Morton's shoulders sagged. "I am he."

Then a voice behind Blackburn spoke. "You in the shorts," it said. "Drop that weapon and lie face-down."

Morton whirled around. "I have told you that I am he!" he shrieked. "If therefore ye seek me, let this schlemiel go his way!"

A figure dashed from behind the spotlights and charged toward Morton as if to tackle him from behind. Blackburn saw that it was Dr. Norris's blue-uniformed driver.

Blackburn raised the Python. "Stay away from him!" he yelled.

The driver came on, so Blackburn aimed and fired. The driver screamed and dropped to his knees, pressing a hand over his right ear. Some of the men in the circle shouted and raised their weapons, but Blackburn knew none of them could fire at him without the risk of hitting the men across from them.

Morton jumped at Blackburn and threw his arms around him. "Put up thy three fifty-seven into the sheath," he said. "The cup which my Father hath given me, shall I not chugalug it?"

The circle of men tightened, and Blackburn saw among them the two cops who had questioned him at the motel. The one who had scowled at him was carrying the plastic bags containing Blackburn's clothes and food.

"My ear!" Norris's driver was shrieking. "He shot my fucking ear!"

"Don't bitch," Blackburn said. "I was aiming for your fucking skull."

Dr. Norris came closer. "Morton," he said in a syrupy voice. "Come along, now. You know we can make you better."

Morton twisted his head back. "How can Satan cast out Satan?" he yelled. "Dipshit!"

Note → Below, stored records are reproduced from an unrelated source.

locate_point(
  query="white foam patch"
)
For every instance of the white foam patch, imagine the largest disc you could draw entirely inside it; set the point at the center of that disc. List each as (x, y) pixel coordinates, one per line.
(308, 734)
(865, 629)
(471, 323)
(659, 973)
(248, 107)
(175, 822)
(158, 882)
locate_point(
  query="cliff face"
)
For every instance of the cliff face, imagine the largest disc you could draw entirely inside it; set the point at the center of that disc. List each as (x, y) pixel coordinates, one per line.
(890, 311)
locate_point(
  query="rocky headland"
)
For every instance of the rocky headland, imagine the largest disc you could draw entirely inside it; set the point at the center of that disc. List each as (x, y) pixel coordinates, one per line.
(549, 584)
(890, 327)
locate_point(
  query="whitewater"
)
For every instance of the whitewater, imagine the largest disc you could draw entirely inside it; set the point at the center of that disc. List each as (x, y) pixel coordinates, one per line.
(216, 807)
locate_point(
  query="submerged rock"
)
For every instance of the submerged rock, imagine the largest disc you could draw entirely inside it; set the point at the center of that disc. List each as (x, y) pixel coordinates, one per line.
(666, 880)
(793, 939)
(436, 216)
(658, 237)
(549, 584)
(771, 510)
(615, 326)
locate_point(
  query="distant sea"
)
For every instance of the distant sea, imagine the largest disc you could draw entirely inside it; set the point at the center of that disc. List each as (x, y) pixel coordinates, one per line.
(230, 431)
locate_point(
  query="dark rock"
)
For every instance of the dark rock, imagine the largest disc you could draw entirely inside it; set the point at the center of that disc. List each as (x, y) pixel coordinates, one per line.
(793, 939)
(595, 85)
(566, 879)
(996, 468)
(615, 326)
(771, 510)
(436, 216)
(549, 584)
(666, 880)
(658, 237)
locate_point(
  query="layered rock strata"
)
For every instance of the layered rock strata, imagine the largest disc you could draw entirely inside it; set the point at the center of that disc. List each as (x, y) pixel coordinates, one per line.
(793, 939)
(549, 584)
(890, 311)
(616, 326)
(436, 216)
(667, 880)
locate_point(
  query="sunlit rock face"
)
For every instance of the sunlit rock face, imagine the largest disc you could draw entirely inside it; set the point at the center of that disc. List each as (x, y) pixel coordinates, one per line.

Blackburn looked for an escape route and did not see one. He cocked the Python again, but Morton was holding him so that he couldn't aim, and there were too many armed men anyway. All of them were pointing their guns at him. If he fired again, they might not worry about hitting each other.

"We're screwed," he told Morton.

Morton looked up at him. The Savior's hair fell back from his forehead, and Blackburn saw the cuts and scratches that the thorns had left.

"Do not forsake me unto them," Morton whispered. "Their soldiers smite me with coat hangers, and their concubines mock me. I cannot preach. I cannot wander in the wilderness of Palestine." He clutched Blackburn's right wrist and pulled it up so that the Python's muzzle touched his chest. "Ought not Morton to have suffered, and to enter into his glory?"